Артем глянул на него вопросительно.
— А он-то согласился? Он же клял их. Помнишь? Мы же тогда… В бункере. Они ведь обещали тогда нам помощь. И кинули нас. Если б они пришли тогда… Если б они тогда людей дали… Может, и доукомплектовывать бы… И стольких пацанов наших… Короче.
— Короче, — сказал Летяга. — Короче, тогда не дали, а дали потом. Дали, когда смогли. Техники подбросили еще всякой, боеприпаса. У Ганзы, сам понимаешь, куры денег. Сами предложили. Ну и… Старик погоревал-погоревал, со списком нашим почокался… А делать все равно нечего. Пятьдесят человек взять больше негде. Посоветовался с народом. Народ сам все понимает. Стали набирать потихоньку. С испытаниями, ясно дело, с собеседованиями. Шушеру сразу отсеивали. В итоге нормально. Спецназ ганзейский, главным образом. Ну и так… Все мирно с ними. Не то что мы сами по себе, а они сами. Все вместе.
— Ага, — хмыкнул Артем, кивая на отстающих. — Вместе.
— Все в одном месте, — подтвердил Летяга.
— Не верю, — подумав, сказал Артем.
— Во что?
— Не верю, что Ганза вот просто, чтобы вину загладить, выделила нам полсотни бойцов и техники еще отсыпала. У них ничего за так не бывает.
— А это и не за так. Старик подписался их спецназ обучать. Потому что, — Летяга цыкнул зубом, — не такой уж он у них и спец. Особенно по части поверхности. Они наверху как котяты тычутся. Дети подземелья, блин.
Последняя лампочка осталась болтаться где-то позади. Летяга вынул из походного ранца похожий на дубинку фонарь. Те двое сзади подтянулись, автоматами защелкали: перегон короткий и всем известный, вроде, а удовольствия все равно мало. Лучше рядом держаться.

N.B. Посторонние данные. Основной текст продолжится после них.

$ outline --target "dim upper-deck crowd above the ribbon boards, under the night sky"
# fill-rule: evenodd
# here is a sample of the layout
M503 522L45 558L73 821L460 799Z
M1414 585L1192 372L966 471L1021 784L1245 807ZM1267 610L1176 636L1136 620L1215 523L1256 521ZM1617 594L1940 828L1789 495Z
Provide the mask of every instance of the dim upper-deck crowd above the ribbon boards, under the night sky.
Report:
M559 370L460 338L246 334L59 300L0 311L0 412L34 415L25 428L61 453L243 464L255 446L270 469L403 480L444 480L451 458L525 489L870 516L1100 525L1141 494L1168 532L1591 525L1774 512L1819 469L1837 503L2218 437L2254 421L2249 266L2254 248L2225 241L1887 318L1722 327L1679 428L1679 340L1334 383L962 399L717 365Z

Фонарь сразу влез в туннельную темноту, налил в нее молока, взболтал.
— Подземелья… А ты же моего возраста, — вспомнил Артем. — Тебе, значит, тоже четыре было, да? Когда Последняя война…
— Нет уж, мальчик, — сказал Летяга. — Я тебя на год старше. Это мы уже выясняли. Так что мне было пять.

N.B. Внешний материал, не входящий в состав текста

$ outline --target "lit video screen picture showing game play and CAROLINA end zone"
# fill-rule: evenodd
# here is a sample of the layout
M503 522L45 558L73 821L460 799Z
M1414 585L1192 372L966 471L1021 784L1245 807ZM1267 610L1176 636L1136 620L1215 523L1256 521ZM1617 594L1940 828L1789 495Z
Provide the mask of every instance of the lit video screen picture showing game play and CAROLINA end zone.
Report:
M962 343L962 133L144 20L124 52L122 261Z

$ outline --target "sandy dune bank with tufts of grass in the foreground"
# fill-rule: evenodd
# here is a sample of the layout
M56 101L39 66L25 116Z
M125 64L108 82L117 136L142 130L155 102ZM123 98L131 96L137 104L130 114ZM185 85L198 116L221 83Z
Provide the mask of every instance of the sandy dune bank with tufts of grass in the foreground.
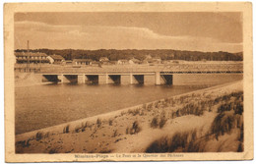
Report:
M18 135L16 152L239 151L242 90L242 82L225 83Z

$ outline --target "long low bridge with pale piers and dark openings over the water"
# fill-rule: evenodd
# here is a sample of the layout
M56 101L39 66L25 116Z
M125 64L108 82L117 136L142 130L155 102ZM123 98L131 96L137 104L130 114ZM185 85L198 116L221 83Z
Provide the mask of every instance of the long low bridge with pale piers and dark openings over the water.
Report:
M242 74L240 64L126 65L102 67L40 67L42 82L173 84L175 76L188 74Z

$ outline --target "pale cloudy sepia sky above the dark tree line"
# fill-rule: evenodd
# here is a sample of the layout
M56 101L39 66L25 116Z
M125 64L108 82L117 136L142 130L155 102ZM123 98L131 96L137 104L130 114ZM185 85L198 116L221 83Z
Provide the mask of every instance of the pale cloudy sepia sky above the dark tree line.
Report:
M16 13L15 49L242 51L241 13Z

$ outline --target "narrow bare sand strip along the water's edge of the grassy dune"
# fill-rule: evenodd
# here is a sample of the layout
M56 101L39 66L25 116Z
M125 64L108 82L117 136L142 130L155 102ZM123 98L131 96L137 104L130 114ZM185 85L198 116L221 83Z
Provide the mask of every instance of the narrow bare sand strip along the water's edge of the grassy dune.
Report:
M198 90L194 90L194 91L190 91L190 92L186 92L186 93L181 93L178 95L174 95L174 96L170 96L170 97L165 97L165 98L161 98L158 100L154 100L151 102L147 102L144 104L139 104L136 106L131 106L131 107L127 107L127 108L123 108L123 109L118 109L116 111L112 111L112 112L108 112L108 113L103 113L100 115L96 115L96 116L92 116L92 117L88 117L88 118L84 118L84 119L79 119L79 120L75 120L75 121L71 121L71 122L67 122L67 123L63 123L63 124L59 124L59 125L55 125L55 126L51 126L51 127L47 127L47 128L43 128L43 129L39 129L39 130L34 130L31 132L27 132L27 133L23 133L23 134L19 134L16 135L16 140L22 140L28 137L33 137L36 135L36 133L41 132L41 133L52 133L52 134L60 134L63 132L63 127L69 125L71 129L75 128L77 125L81 125L81 123L83 122L95 122L98 118L102 118L102 119L110 119L113 116L117 116L120 115L121 113L125 113L128 112L129 110L135 110L137 108L142 108L144 105L149 105L149 104L154 104L160 101L164 101L166 98L179 98L182 96L186 96L186 95L190 95L190 94L196 94L196 93L202 93L204 91L209 91L209 90L214 90L217 88L222 88L231 84L235 84L235 83L239 83L242 81L236 81L236 82L227 82L227 83L223 83L223 84L218 84L218 85L214 85L214 86L210 86L207 88L203 88L203 89L198 89Z

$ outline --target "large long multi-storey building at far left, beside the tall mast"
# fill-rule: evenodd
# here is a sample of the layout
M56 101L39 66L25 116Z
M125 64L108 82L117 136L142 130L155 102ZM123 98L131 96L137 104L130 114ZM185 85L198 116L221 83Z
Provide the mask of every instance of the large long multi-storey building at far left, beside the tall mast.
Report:
M49 63L47 55L40 52L15 52L16 63L18 64L38 64L38 63Z

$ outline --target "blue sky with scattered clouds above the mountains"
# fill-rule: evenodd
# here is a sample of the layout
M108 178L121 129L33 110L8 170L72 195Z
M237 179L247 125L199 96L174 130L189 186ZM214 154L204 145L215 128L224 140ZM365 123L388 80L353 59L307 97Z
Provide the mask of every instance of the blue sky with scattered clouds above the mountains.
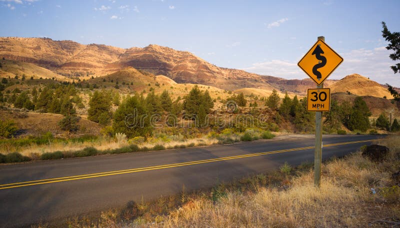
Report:
M381 21L400 31L399 0L0 0L0 36L50 37L122 48L186 50L221 67L302 79L298 60L316 41L359 73L400 87Z

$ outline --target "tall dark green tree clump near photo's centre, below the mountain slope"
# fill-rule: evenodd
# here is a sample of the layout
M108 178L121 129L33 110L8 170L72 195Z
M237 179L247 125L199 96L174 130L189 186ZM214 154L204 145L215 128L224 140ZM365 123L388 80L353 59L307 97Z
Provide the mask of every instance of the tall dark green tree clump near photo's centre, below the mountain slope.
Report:
M188 117L192 117L193 120L195 116L198 116L200 107L204 109L205 113L209 113L213 105L214 102L209 96L208 90L201 92L197 85L190 90L183 101L183 109Z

Артем хотел свою Москву представить, а опять впорхнули в голову стрекозолеты пузатые, въехали, дребезжа, машинки-вагончики, заморосил теплый дождик. Он тряхнул головой, выбросил чушь эту привязчивую, небыль.

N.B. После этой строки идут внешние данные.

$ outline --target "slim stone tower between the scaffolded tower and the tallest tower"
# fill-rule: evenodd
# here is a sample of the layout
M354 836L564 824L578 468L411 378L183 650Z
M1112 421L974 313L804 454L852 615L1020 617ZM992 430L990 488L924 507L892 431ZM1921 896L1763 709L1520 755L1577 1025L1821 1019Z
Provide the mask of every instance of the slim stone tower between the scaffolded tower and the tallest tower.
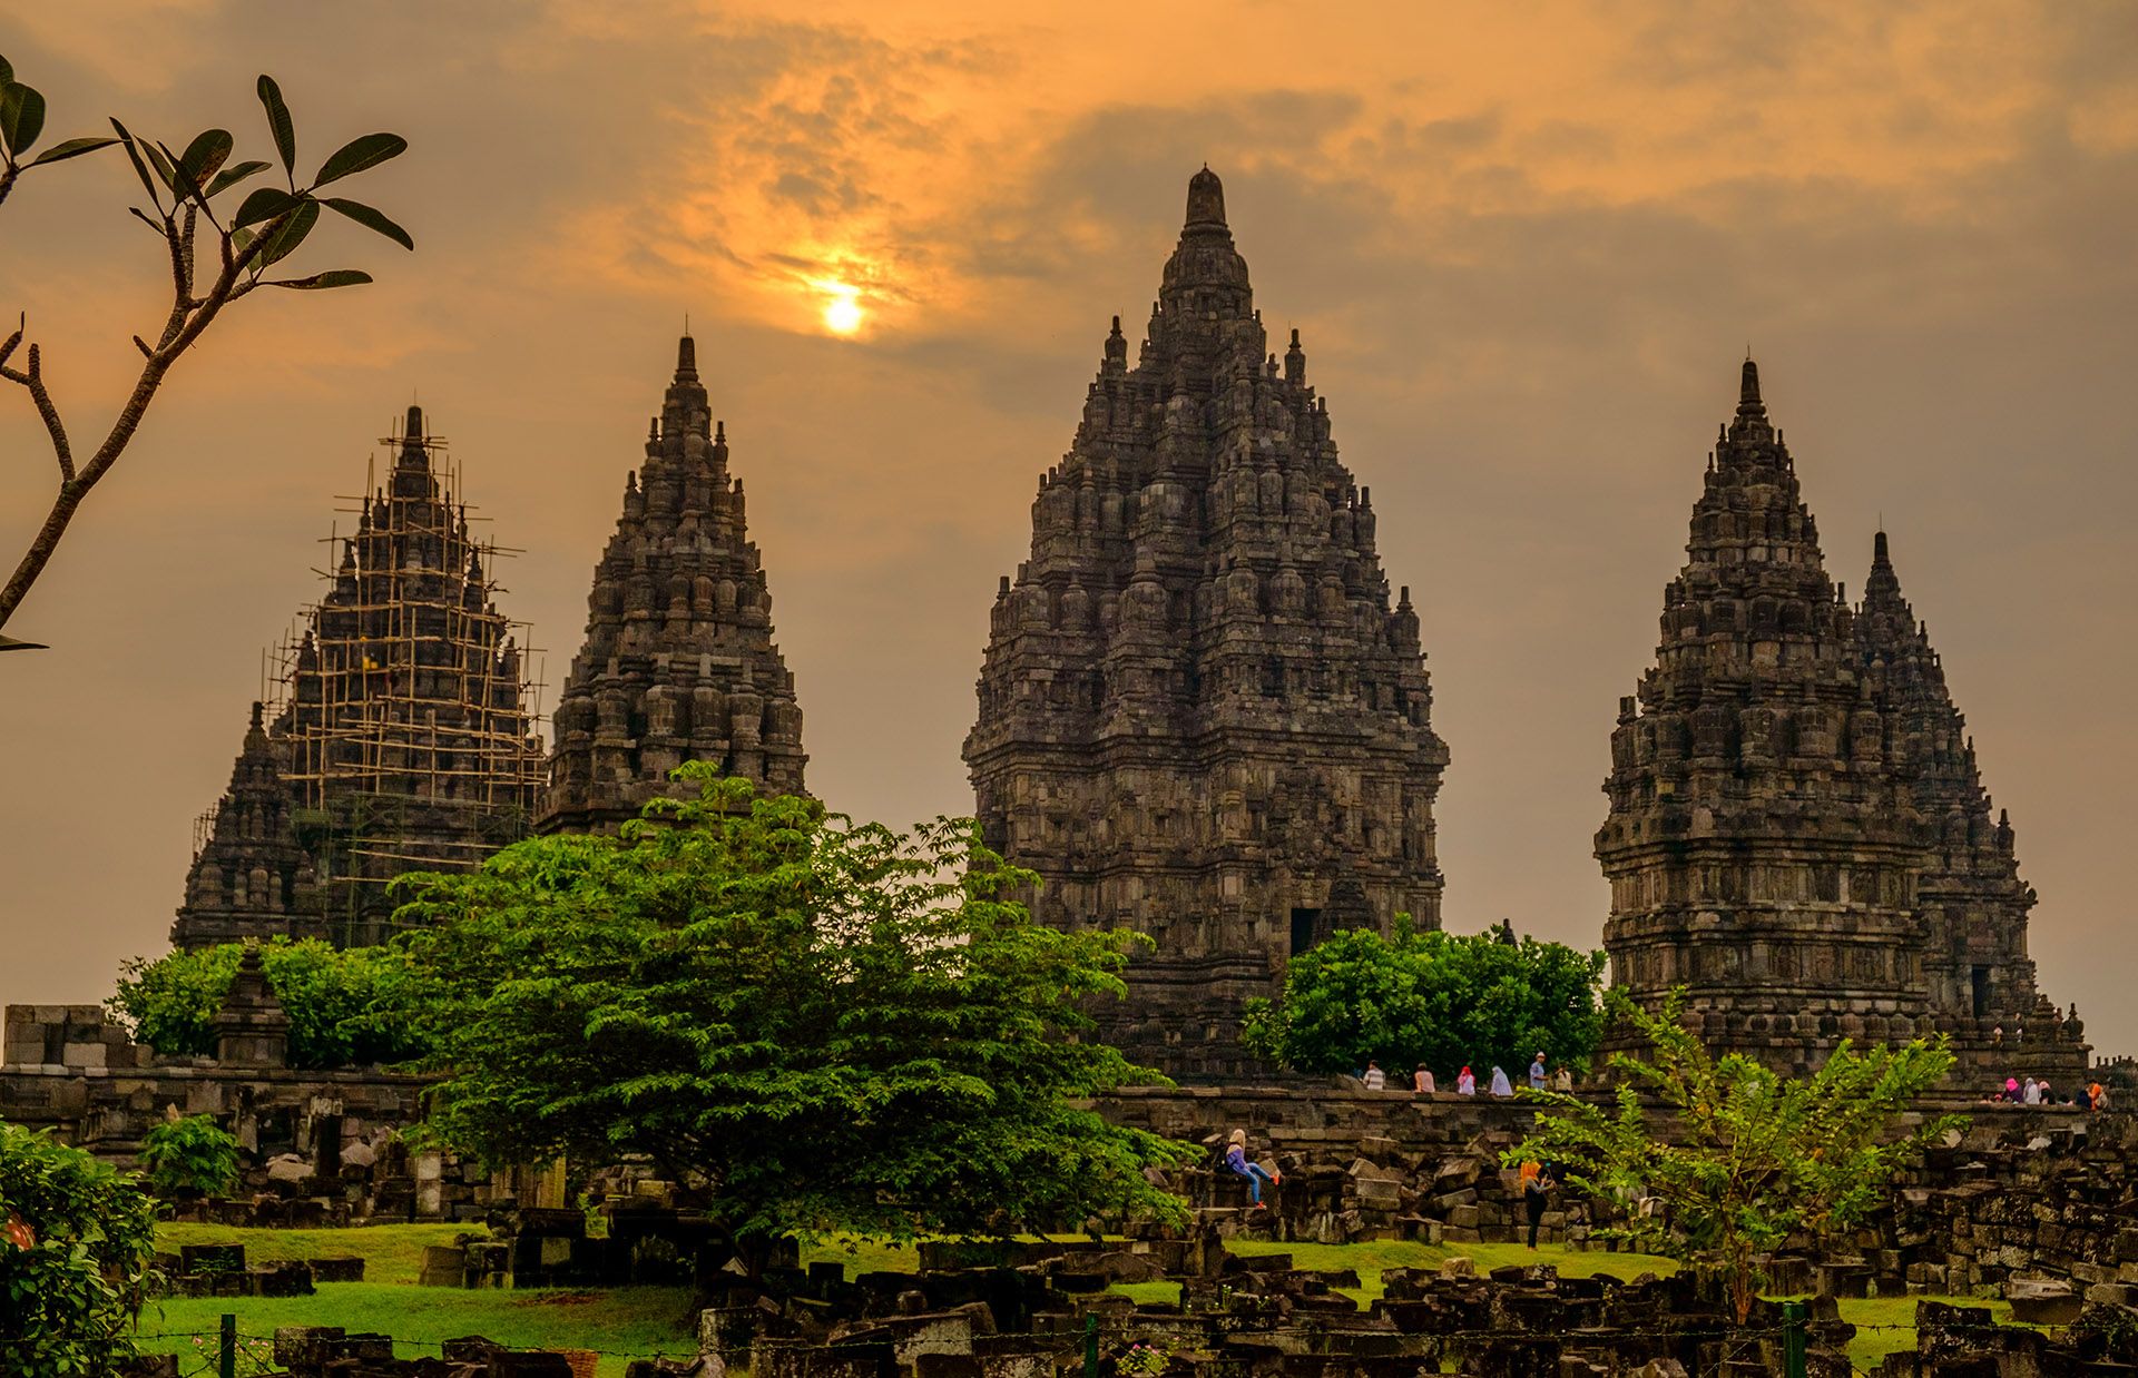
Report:
M684 761L802 793L802 709L772 641L772 594L748 538L727 425L684 335L646 464L594 566L586 645L556 705L541 831L635 818Z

— А ты что помнишь? Родителей… Квартиру вашу?
— Помню телевизор. Помню, как в телевизоре — у нас здоровый такой был — показывают президента. И президент говорит: у нас нет другого выбора. Нас вынудили. Нас загнали в угол. Не нужно было нас в угол загонять. Так что я решил… Тут мать входит с кухни, а у нее в руках тарелка для меня с куриным супом. Лапша называлось. Она мне: что ты смотришь страсти всякие? Давай, я тебе мультики включу. А я ей: я лапшу не буду. Наверное, это я тот самый момент запомнил. Самое начало. Ну или конец. Потом уже ни мультиков не было, ни лапши.
— А родителей помнишь?
— Помню. Но лучше б забыл.
— Слышь, Летяга, — перебил развинченный Юрец. — Это по нам ударили первыми. Не мы, а по нам. Предательски. И первый залп мы перехватили, а только потом уже сами. Точно говорю. Мне семь было.
— А я тебе говорю: лапша! Лапша, и в угол, и вынудили. Я тогда подумал: вот, президент, а и его кто-то в угол, значит, ставит.
— Какая разница теперь? — сказал Артем. — Мы или они?
— Есть разница, — возразил Нигматуллин. — Мы бы не начали. У нас вменяемый народ. Мы за мир были всегда. Эти суки обложили нас, в гонку вооружений втянули, чтобы измотать. Хотели расчленить страну. На куски распилить. Ради нефти и газа. Потому что им наше государство как кость поперек горла встало. Им независимые вообще страны не нужны были. Все под них легли, ляжки раздвинули. Одни мы… Огрызались. И эти гниды, эти падлы нас… Они не ждали просто, что мы до конца пойдем. Думали, мы сейчас обоссымся. А мы… Чтобы расчленить нас, ага. Врагу не сдается. Хер им нефти. Колонизировать нас. Вот сами-то и обосрались, гондоны. Когда им по ихнему телику показали, чего к ним летит. К нам с мечом давай, сунься. Мы-то и под землей не дохнем.